The MCPWM module consists of up to 3 complete PWM channel pairs with the following signal names:
- MCPWMx_1A
- MCPWMx_1B
- MCPWMx_2A
- MCPWMx_2B
- MCPWMx_3A
- MCPWMx_3B
Multiple MCPWM modules can exist on a single device, with each module denoted by a different value of "x".
Each MCPWM instance is identical with one exception. Some instances only include a single channel pair. Because of this, there are two types of MCPWM, 6-channel MCPWM (6CH) and 2-channel MCPWM (2CH). The MCPWM instances and the types are as follows:
| MCPWM Instance | Number of Channels |
|---|
| MCPWM1 | 6 |
| MCPWM3 | 2 |
Note that not all channels need to be used in either 6-channel or 2-channel MCPWM. For example, to use only 4 channels from a 6-channel MCPWM instance, simply configure the GPIO mux to avoid routing the remaining two channels to any device pin.
The MCPWM modules are chained together by way of a clock synchronization scheme that allows them to operate as a single system when required. Additionally, this synchronization scheme can be extended to the capture peripheral submodules (eCAP).
Each MCPWM module supports the following features:
- Dedicated 16-bit time-base counter with period and frequency control
- Up to 6 PWM outputs(3 channel pairs). Each channel pair can be used in the following configurations:
- Two independent PWM outputs with single-edge operation
- Two independent PWM outputs with dual-edge symmetric operation
- One independent PWM output with dual-edge asymmetric operation
- Asynchronous override control of PWM signals through software.
- Programmable phase-control support for lag or lead operation relative to other MCPWM modules.
- Hardware-locked (synchronized) phase relationship on a cycle-by-cycle basis.
- Dead-band generation with independent rising and falling edge delay control.
- Programmable trip zone allocation of both cycle-by-cycle trip and one-shot trip on fault conditions.
- A trip condition can force either high, low, or high-impedance state logic levels at PWM outputs.
- All events can trigger both CPU interrupts and ADC start of conversion (SOC)
- Programmable event prescaling minimizes CPU overhead on interrupts.
Each MCPWM module consists of 6 submodules and is
connected within a system by way of the signals shown in Figure 15-1.
Figure 15-2 shows more internal details of a single MCPWM module. The main signals used by
the MCPWM module are:
- MCPWM output signals (MCPWMx_yA and MCPWMx_yB): The MCPWM output signals are made available external to the device.

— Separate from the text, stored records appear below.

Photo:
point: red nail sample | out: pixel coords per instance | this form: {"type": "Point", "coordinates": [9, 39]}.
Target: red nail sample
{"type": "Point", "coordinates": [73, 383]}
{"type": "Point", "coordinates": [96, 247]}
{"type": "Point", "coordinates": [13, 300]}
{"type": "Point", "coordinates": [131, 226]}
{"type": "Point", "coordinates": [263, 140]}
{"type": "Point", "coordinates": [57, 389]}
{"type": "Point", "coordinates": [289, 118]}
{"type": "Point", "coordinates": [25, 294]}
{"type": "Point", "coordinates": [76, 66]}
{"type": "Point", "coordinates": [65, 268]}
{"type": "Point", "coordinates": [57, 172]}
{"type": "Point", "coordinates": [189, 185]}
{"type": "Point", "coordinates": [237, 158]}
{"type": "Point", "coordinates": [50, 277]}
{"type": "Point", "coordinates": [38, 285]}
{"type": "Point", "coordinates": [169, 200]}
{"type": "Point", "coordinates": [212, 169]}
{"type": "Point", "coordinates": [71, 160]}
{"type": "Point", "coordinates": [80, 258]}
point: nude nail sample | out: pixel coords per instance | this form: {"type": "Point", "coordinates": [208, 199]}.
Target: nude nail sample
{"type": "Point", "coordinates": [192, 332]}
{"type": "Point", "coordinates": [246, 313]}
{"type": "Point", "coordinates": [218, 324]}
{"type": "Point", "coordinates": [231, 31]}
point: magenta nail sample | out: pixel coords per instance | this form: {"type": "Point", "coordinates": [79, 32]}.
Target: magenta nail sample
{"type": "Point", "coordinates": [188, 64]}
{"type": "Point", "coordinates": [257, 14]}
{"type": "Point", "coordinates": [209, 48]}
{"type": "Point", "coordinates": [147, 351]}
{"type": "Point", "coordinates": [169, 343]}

- Trip-zone signals (TZ1 to TZ8): These input signals alert the MCPWM module of fault conditions external to the MCPWM module. Each submodule on a device can be configured to either use or ignore any of the trip-zone signals. Each TZx signal is directly connected to the output of one of the 8 MCPWM X-BAR outputs.
- Time-base synchronization input (MCPWMxSYNCI),
output (MCPWMxSYNCO), and peripheral (MCPWMxSYNCPER) signals: For more
information, see Section 15.4.3.3.
Each MCPWM module also
generates another PWMSYNC signal called MCPWMxSYNCPER. MCPWMxSYNCPER goes to
the CMPSS for synchronization purposes. Functionality is configured using
the TBCTL register. For more information on how MCPWMxSYNCPER is used by the
CMPSS, see the Comparator Subsystem (CMPSS) chapter.
- ADC start-of-conversion signals: Each MCPWM module has four ADC start of conversion signals(SOCA, SOCB, SOCC, SOCD). Any MCPWM module can trigger a start of conversion. Whichever event triggers the start of conversion is configured in the event-trigger submodule of the MCPWM.
- Comparator output signals (COMPxOUT): Output signals from the comparator module can be fed through the MCPWM X-BAR to one or all of the 8 trip inputs to induce one-shot or cycle-by-cycle trip events. Refer to the Crossbar (X-BAR) chapter and the Trip-Zone submodule section of this chapter for more information.
- Peripheral bus: The peripheral bus is 32-bits wide and allows both 16-bit and 32-bit writes to the MCPWM register file.